The tachycardia turned out to be a result of disease (pneumonia), not a cause of it.

Case 2

This newborn presented to the ED for some exudate on the umbilical stump. There was no fever.  The infant was very well appearing.  The palpated heart rate at triage was 140.  There were no respiratory symptoms.

The ECG was performed because, on auscultation, the heart rate was far higher than palpated by pulse.
Narrow complex tachycardia at a rate of 300.

This shows how fast SVT can go in an infant and how well tolerated it might be.  This infant was completely without any signs of illness.

There is also electrical alternans, which is a normal finding in PSVT.

If you see this in sinus tachycardia, it indicates tamponade.

It was converted to sinus with adenosine.













Learning points

This shows how well a newborn/young infant tolerates a very fast heart rate, and that sinus tachycardia of 218 is not unusual, and may even go as high as 240!

If in doubt, use Lewis leads to find otherwise hidden P-waves

I don't have a case of use of Lewis leads in pediatrics, but here is a nice one in an adult:

Wide Complex Tachycardia. What is the Diagnosis? Use of the Lewis Lead.








2 comments:

  1. Most of us (assuming no pediatric cardiologists are listening) do not see a large number of pediatric arrhythmias (certainly far less than we’ve all seen in adults). As a result — level of comfort in both diagnosis and management tends to be less than that attained with adult arrhythmias. As wonderfully emphasized by Dr. Smith by the 2 pediatric arrhythmia examples shown here — accurate determination of rate is CRITICAL in the assessment of pediatric arrhythmias. For this determination — I have found use of the “Every-other-Beat” (or sometimes, “Every-third-Beat”) method a user-friendly way to rapidly and accurate determine heart rate for any regular fast rhythm. While most of us recall, “300- 150 - 100 - 75 - 60 - 50” as the answers for rate calculation when the R-R interval of a regular tachycardia is 1, 2, 3, 4, 5 or 6 large boxes, respectively — this becomes problematic with very fast rates. That’s because small differences in measurements may translate into significant under- or over-estimates of rate when rounding off dimensions of the R-R interval. But IF you instead only look at every-OTHER beat — you’ll find it a MUCH more accurate way for determining HALF the rate — which you then just double to accurately determine the actual rate.

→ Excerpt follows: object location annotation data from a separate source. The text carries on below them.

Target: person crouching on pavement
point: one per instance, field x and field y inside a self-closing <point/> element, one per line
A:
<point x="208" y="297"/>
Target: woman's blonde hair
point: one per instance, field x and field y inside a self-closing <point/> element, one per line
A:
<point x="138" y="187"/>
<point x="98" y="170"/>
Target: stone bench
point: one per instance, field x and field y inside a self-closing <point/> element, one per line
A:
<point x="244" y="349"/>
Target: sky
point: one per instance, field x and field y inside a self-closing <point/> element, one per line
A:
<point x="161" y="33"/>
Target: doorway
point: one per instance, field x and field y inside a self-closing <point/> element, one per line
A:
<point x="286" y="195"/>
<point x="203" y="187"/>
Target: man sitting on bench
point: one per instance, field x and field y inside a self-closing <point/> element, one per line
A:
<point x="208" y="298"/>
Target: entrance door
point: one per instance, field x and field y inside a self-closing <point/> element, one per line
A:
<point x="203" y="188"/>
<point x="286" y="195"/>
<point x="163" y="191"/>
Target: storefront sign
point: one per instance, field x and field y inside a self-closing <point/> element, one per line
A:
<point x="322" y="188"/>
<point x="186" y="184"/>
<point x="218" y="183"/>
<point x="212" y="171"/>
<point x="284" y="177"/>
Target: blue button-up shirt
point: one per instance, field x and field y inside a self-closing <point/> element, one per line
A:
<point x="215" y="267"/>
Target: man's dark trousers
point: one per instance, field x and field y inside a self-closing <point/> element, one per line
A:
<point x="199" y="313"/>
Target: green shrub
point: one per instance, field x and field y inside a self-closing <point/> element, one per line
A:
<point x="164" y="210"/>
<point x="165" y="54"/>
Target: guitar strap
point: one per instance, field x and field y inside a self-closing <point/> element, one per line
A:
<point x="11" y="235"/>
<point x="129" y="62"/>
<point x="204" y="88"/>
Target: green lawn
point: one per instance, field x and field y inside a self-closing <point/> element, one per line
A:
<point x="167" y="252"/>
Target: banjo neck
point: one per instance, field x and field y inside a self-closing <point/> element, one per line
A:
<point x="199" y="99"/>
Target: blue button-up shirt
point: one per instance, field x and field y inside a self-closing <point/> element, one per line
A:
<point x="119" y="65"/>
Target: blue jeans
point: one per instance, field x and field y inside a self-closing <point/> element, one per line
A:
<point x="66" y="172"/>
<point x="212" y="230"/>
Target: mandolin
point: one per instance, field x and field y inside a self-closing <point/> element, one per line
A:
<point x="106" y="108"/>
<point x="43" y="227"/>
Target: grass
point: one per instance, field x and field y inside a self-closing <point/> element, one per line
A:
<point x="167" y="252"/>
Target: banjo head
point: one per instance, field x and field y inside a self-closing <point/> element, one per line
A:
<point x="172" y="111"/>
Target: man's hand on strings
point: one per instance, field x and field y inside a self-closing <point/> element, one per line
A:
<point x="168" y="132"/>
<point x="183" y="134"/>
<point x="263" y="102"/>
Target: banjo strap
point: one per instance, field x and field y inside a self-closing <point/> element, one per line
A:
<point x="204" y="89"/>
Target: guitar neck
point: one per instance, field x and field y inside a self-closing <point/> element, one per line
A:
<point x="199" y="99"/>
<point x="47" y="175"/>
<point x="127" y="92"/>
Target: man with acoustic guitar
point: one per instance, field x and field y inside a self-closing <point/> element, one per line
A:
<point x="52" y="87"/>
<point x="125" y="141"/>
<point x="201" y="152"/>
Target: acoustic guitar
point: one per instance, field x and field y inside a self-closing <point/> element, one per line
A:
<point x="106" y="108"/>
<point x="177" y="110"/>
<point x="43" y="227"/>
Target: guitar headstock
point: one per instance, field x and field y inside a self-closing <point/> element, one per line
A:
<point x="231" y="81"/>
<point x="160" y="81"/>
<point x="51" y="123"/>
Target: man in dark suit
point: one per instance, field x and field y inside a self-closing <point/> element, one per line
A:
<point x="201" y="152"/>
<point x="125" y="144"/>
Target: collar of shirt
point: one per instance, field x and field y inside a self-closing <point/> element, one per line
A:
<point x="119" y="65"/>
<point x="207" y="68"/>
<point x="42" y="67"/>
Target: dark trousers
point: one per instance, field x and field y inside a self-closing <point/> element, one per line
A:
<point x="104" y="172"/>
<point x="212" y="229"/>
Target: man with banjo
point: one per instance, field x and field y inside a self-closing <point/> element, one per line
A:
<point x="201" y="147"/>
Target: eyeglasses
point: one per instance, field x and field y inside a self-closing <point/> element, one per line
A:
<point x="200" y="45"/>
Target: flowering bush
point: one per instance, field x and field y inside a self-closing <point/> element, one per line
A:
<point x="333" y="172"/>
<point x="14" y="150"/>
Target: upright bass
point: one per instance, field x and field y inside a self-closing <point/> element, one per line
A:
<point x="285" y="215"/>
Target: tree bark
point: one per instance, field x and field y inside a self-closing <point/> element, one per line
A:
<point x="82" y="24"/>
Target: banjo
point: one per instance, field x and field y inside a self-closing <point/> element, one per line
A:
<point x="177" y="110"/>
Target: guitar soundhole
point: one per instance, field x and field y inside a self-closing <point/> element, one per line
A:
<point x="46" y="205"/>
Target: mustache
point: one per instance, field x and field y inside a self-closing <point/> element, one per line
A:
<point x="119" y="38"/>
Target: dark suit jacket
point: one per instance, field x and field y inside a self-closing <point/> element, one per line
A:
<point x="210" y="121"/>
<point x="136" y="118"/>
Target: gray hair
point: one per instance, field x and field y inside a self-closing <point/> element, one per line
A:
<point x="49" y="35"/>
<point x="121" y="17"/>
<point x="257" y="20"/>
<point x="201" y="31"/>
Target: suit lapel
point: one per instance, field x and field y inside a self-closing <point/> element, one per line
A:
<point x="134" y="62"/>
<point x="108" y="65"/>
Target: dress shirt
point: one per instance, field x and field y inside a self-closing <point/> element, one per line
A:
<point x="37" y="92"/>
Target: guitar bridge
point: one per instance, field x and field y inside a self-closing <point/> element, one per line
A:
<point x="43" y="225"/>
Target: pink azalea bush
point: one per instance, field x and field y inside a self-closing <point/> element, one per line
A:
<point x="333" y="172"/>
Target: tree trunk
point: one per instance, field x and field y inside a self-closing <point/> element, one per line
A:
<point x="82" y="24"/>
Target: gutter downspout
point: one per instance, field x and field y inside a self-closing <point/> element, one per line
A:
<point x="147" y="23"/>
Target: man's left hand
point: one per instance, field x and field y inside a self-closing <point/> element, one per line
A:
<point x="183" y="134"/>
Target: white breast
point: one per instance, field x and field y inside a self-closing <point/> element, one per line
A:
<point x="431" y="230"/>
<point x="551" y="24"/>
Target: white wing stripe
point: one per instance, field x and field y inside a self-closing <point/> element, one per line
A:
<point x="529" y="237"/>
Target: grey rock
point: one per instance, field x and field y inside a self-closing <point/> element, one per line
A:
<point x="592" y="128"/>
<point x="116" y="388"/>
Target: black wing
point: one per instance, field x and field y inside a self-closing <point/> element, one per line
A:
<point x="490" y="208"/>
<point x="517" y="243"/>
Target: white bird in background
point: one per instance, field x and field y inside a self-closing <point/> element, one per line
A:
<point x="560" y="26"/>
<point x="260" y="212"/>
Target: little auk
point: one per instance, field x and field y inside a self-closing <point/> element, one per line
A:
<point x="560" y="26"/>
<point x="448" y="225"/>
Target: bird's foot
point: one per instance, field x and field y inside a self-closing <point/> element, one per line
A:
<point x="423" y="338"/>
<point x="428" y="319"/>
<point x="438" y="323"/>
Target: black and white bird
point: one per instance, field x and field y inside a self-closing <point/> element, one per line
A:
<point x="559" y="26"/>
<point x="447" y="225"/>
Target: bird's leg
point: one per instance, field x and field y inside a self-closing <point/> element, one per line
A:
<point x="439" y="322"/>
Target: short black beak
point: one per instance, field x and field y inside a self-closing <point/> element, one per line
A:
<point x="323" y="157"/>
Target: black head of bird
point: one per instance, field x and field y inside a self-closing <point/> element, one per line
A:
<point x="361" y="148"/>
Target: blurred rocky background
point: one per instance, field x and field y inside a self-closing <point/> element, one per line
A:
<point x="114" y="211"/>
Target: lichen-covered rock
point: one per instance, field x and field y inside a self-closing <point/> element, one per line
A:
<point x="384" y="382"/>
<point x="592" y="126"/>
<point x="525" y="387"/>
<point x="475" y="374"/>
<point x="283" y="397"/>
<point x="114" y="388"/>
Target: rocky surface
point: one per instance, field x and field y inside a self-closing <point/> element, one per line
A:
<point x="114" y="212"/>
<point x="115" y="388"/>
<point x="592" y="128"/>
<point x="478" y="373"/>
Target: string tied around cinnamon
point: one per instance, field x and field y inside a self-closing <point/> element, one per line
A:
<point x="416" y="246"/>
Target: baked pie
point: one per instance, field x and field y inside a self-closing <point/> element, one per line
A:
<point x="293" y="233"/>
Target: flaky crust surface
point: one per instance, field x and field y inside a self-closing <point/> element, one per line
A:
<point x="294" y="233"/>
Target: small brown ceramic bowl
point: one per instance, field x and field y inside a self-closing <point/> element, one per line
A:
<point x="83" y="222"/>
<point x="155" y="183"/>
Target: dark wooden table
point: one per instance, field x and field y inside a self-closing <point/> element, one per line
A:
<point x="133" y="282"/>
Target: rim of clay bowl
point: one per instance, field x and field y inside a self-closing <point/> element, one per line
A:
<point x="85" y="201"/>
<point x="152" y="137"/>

    START by selecting a part of the QRS complex that begins or ends on a heavy line. For example — the 3rd S wave in lead 1 of the 1st ECG here begins right on a heavy line (it begins on the 4th heavy line that we see). Now count over 2 beats. You should see that 2 beats over (ie, the 5th beat in lead I) shows the S wave point to be just in front of the 7th heavy line). This means that 2 beats have occurred in just UNDER 3 large boxes. This means that HALF the rate is just a little bit faster than 100/minute, or~110/minute. Since HALF the rate ~110/minute — if we double this, we get 220/minute as an accurate estimate of the rate.

    Knowing that infants and young children may have sinus tachycardia rates of 200-220/minute then tells us NOT to worry about the rate of 220/minute seen here in which there are clear sinus P waves. The slight right axis and incomplete RBBB pattern we see here are also not of concern.

    The rate in the 2nd example here is easier to determine — because the R-R interval is approximately 1 large box in duration — which we know corresponds to a heart rate of ~300/minute. One might also think of AFlutter with 1:1 conduction in the differential — though prompt resolution with adenosine confirmed reentry SVT in this case. (Of note — AFlutter is a highly unusual rhythm in otherwise healthy children — but when it occurs, the rate of the atria with pediatric flutter may actually be much faster than the 250-350/minute range typically seen for flutter in adults). THANKS for presenting these insightful examples Steve!